Good Intentions

Dear friends, let us continue to love one another, for love comes from God. Anyone who loves is a child of God and knows God. But anyone who does not love does not know God, for God is love.

God showed how much he loved us by sending his one and only Son into the world so that we might have eternal life through him. 10 This is real love—not that we loved God, but that he loved us and sent his Son as a sacrifice to take away our sins.

11 Dear friends, since God loved us that much, we surely ought to love each other.12 No one has ever seen God. But if we love each other, God lives in us, and his love is brought to full expression in us. – 1 John 4:7-12


Western Reef-Heron Takes Flight – II | Florida Everglades | May 2019

Our church staff experienced a significant blessing as a part of a 3dm learning community. We learned a lot together about being a disciple of Jesus. We discovered that an integrated lifestyle was one that balances love for God, life in relationships with other Jesus followers, and a commitment to God’s mission to save all people through faith in Jesus Christ. Our DCE pointed out that this was a matter of being intentional about being a disciple of Jesus.

Here John speaks of loving others intentionally as a show of our love for God. We are to “keep on loving one another” as an expression of our identity as children of God. It’s who we are: people who love because of God’s love for us. On purpose.

This is relatively easy to do when I remember who I am in Christ. When I am intentional about my identity as a child of God, a brother of Jesus, I am better inclined to love others. It’s just all too easy to become complacent about my identity, to lose sight of who I am, and to get pulled into self-serving actions and schemes. I’d rather not admit this, but I must confess: I am a sinner.

Give me a moment of Holy Spirit inspired intentionality, and I’ll go the extra mile. I’ll do the good deed. I’ll serve my neighbor. All this is not only a matter of living out my identity, though that is foundational.
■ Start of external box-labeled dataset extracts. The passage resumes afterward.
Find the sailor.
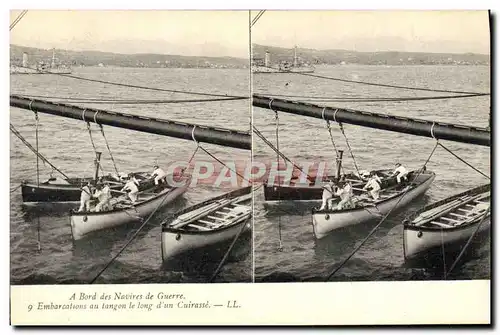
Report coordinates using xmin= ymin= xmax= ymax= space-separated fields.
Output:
xmin=94 ymin=183 xmax=111 ymax=212
xmin=392 ymin=163 xmax=408 ymax=184
xmin=78 ymin=181 xmax=92 ymax=212
xmin=121 ymin=176 xmax=139 ymax=203
xmin=319 ymin=179 xmax=334 ymax=211
xmin=151 ymin=165 xmax=167 ymax=185
xmin=363 ymin=172 xmax=381 ymax=200
xmin=335 ymin=181 xmax=352 ymax=210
It is a result of God’s love to me. For I am not only a child of God, I am loved by God. And as John reminds us, “We love because he first loved us.”

God’s love was not merely a matter of disembodied good will and kind heart. It showed itself by his action. God sent his Son to atone for our sins and quell God’s wrath against us. The word John uses here is propitiation. Propitiation has the idea of a sacrifice that turns away the wrath of God. So not only does God love me, he has satisfied his own righteous wrath by punishing Jesus for my sins – and I’ve already admitted my need for that.

Perhaps I need to think about how my anger does not accomplish the righteous things God desires (cf. James 1:20). Certainly I need to be more intentional about who I am as a child of God. Thankfully I can receive God’s love and reflect that to my neighbor – intentionally.